The delivery of prophylaxis was similar in 2018 and 2019, despite more people being prescribed BPG in 2019. The proportion of people receiving at least 80% of their scheduled doses is used as an indicator of prophylactic delivery at a level which is likely to protect against ARF recurrences (RHD Australia 2012). Data from the Northern Territory have shown that there is very minimal benefit when adherence is lower than 40% (de Dassel et al. 2018). In 2019, 27% (1,117 people) of Indigenous Australians received fewer than 40% of their scheduled doses.
In 2019, 37% of Indigenous Australians (1,538 people) received at least 80% of doses.
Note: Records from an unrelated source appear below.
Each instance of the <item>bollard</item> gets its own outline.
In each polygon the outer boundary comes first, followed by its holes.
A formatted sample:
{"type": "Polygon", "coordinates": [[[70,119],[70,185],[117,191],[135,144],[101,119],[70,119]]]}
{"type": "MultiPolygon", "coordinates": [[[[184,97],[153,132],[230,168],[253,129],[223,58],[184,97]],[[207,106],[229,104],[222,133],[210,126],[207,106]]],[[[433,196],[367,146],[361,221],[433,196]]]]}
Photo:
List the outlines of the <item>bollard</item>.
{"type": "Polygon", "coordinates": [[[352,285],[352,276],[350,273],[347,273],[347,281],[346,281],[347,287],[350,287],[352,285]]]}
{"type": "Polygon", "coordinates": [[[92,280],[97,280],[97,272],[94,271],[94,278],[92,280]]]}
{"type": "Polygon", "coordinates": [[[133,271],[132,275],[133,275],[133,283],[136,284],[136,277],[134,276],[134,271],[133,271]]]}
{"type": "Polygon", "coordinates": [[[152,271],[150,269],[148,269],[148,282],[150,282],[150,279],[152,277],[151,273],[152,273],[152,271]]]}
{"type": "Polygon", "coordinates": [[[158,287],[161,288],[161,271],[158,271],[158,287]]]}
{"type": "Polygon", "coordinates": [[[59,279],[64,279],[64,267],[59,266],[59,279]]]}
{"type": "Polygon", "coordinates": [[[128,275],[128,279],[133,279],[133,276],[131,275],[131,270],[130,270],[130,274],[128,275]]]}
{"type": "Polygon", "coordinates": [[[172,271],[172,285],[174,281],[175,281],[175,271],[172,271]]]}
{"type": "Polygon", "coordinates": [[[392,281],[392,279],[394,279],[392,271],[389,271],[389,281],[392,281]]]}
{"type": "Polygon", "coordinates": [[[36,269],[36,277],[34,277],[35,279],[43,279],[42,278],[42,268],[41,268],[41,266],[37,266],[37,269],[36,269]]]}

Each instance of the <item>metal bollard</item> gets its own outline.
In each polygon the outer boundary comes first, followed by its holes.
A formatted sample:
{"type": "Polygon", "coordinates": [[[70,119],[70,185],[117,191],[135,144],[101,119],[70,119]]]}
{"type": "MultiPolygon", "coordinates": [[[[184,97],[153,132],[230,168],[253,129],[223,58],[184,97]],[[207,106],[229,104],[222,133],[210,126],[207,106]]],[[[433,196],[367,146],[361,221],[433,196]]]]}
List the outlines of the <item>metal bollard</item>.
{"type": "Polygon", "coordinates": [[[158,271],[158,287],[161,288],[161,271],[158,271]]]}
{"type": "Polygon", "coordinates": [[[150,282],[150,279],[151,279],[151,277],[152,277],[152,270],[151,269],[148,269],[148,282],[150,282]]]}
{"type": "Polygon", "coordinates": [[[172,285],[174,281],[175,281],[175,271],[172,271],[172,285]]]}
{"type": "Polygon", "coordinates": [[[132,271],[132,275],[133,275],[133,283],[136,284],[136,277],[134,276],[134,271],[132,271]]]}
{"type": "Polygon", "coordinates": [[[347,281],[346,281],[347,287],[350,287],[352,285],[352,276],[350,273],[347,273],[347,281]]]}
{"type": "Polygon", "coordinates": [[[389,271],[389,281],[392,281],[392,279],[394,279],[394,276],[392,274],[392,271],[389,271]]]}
The proportion of people achieving at least 80% adherence in each jurisdiction was:
- 59% in South Australia (81 people)
- 48% in Northern Territory (1,013)
- 26% in Queensland (317)
- 20% in Western Australia (127).
Sex and age
In 2019, among Indigenous Australians prescribed prophylaxis:
- adherence was better among females than males.
- adherence was higher among people aged 0–14 years compared with other age groups (Figure 13).